[Note: This paper was written for the Papillon workshop in Sapporo in 2003. It has been slightly updated since then to reflect modifications in the operation of the examples in the WWWJDIC server, and to correct some out-of-date URLs.]
This paper describes a project in which the Tanaka corpus of matched Japanese-English sentence pairs has been linked to the WWWJDIC online Japanese-English dictionary. The process of linking the corpus is described in detail, as well as an analysis of the word coverage, and the editing of the corpus to remove some of the errors it contains. The paper concludes that the Tanaka corpus can successfully provide a source of example sentences for a Japanese-English dictionary
The practice of incorporating sentences or sentence fragments as part of a dictionary entry appears to have originated with Latin and Greek dictionaries compiled in the 16th and 17th centuries, where such passages served as citations from classical texts establishing the provenance of the words. The incorporation of such citations was adopted in later major English dictionaries by lexicographers such as Johnson and Webster, and is now regarded as an essential feature of authoritative mono-lingual dictionaries.
The development of comprehensive bilingual dictionaries from the mid-19th century, and more recently mono-lingual "learner's dictionaries", extended this practice to include selected or composed examples illustrating the usage of the words. Such examples are considered to be an essential component of such dictionaries.

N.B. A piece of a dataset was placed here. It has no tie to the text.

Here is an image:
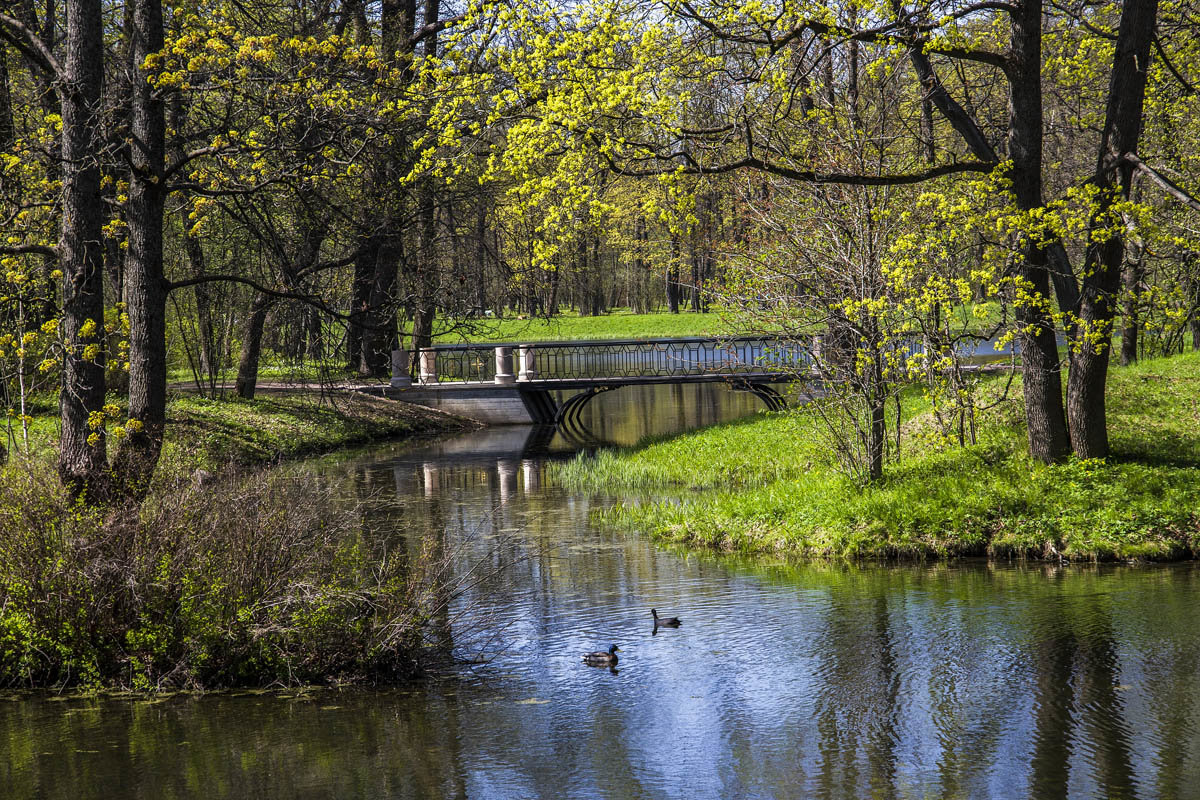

In one English-Japanese dictionary [1] in the author's possession, the body of each entry consists entirely of parallel English and Japanese sentences utilizing the headwords.
The development of extensive electronic corpora such as COBUILD [2] and BNC [3] has brought corpus linguistics to a prominent position in lexicography. In the context of learners' or bilingual dictionaries, such corpora tend to be used as an aid to the construction of examples, rather than as a direct source. Landau [4] comments that "What a corpus can do above all else - even when it cannot provide verbatim examples that can be used in a dictionary - is to give examples at the right level of complexity and in a framework that is typical so that the lexicographer can devise examples that are not silly, stilted, or clearly artificial." One of the editors of Taishukan's Unabridged Genius English-Japanese Dictionary, Kosei Minamide [5], writing about corpora and the examples used in that dictionary, states "Such corpora is (sic) liable to drown us in data", and adds "Because of the complicated problems concerning copyright and the extreme difficulty of finding entirely suitable examples in the corpus, we had most of the illustrative examples invented by native speakers."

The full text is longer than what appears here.